Increasing evidence suggests that the mechanisms that are implicated are epigenetic and constitute an evolved adaptation selected over thousands of years to improve fitness in changing landscapes. The emergence of DOHaD is as close as we will ever come to a paradigmatic shift in the study of human health, disability and mortality. The most tantalizing possibility is that advances in our understanding of epigenetic mechanisms will shed light on pathways linking early exposures and delayed adult health thus fundamentally transforming our understanding of human illnesses and, in one fell swoop, bridge population health, epigenetics, and developmental and evolutionary biology.
Objectives of the project
The overarching goal of this project is to contribute to this nascent area of study by (a) proposing new formal demographic models of health, disability and mortality; (b) empirically testing DOHaD predictions with population data; (c) testing a microsimulation model to verify DOHaD predictions about two conditions, obesity and Type 2 Diabetes, and (d) assessing the adult health, disability and mortality toll implicated by relations between early conditions, obesity and T2D.

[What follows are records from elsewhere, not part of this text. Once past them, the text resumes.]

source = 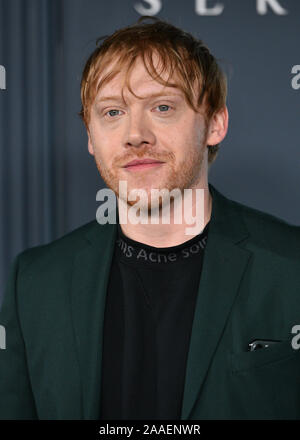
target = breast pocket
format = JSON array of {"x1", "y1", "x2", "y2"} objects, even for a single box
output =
[{"x1": 229, "y1": 340, "x2": 300, "y2": 374}]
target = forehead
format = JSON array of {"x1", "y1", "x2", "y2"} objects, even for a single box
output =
[{"x1": 97, "y1": 55, "x2": 184, "y2": 101}]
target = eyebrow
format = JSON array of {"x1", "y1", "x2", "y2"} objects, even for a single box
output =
[{"x1": 96, "y1": 92, "x2": 182, "y2": 103}]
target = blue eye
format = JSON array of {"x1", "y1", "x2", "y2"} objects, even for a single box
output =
[
  {"x1": 106, "y1": 110, "x2": 120, "y2": 116},
  {"x1": 157, "y1": 104, "x2": 170, "y2": 113}
]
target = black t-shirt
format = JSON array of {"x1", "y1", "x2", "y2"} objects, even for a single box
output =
[{"x1": 100, "y1": 223, "x2": 209, "y2": 420}]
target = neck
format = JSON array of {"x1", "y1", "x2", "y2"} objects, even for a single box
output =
[{"x1": 117, "y1": 182, "x2": 212, "y2": 247}]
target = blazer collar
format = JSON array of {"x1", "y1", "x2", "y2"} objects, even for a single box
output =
[{"x1": 71, "y1": 184, "x2": 251, "y2": 420}]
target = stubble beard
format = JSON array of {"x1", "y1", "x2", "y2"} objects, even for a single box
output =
[{"x1": 94, "y1": 136, "x2": 207, "y2": 216}]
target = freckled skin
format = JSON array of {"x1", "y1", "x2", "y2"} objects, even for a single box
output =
[{"x1": 88, "y1": 54, "x2": 228, "y2": 246}]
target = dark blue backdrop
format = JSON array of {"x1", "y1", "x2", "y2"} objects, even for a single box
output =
[{"x1": 0, "y1": 0, "x2": 300, "y2": 299}]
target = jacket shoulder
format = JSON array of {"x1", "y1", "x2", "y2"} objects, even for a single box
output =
[{"x1": 230, "y1": 195, "x2": 300, "y2": 260}]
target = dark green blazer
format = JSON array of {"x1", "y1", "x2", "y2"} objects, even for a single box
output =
[{"x1": 0, "y1": 184, "x2": 300, "y2": 420}]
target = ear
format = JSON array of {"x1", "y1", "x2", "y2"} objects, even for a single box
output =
[
  {"x1": 207, "y1": 106, "x2": 228, "y2": 145},
  {"x1": 87, "y1": 130, "x2": 95, "y2": 156}
]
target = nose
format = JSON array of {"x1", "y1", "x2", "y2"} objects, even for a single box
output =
[{"x1": 124, "y1": 110, "x2": 155, "y2": 147}]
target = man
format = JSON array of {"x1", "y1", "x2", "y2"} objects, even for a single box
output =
[{"x1": 0, "y1": 20, "x2": 300, "y2": 420}]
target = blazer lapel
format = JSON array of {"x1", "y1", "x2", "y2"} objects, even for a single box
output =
[
  {"x1": 71, "y1": 184, "x2": 251, "y2": 420},
  {"x1": 181, "y1": 184, "x2": 252, "y2": 420},
  {"x1": 71, "y1": 221, "x2": 117, "y2": 420}
]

Funding and implementation
ECHO has received funding from the European Research Council (ERC) under the European Union’s Horizon 2020 research and innovation programme (grant agreement No 788582). It is housed in the Institute of Geography, Economics and Demography of the Spanish National Research Council (CSIC). ECHO ´s research team is in close collaboration with researchers at the Center for Demography of Health and Aging (CDHA) of the University of Wisconsin-Madison and at the California Center for Population Research at the University of California, Los Angeles (UCLA).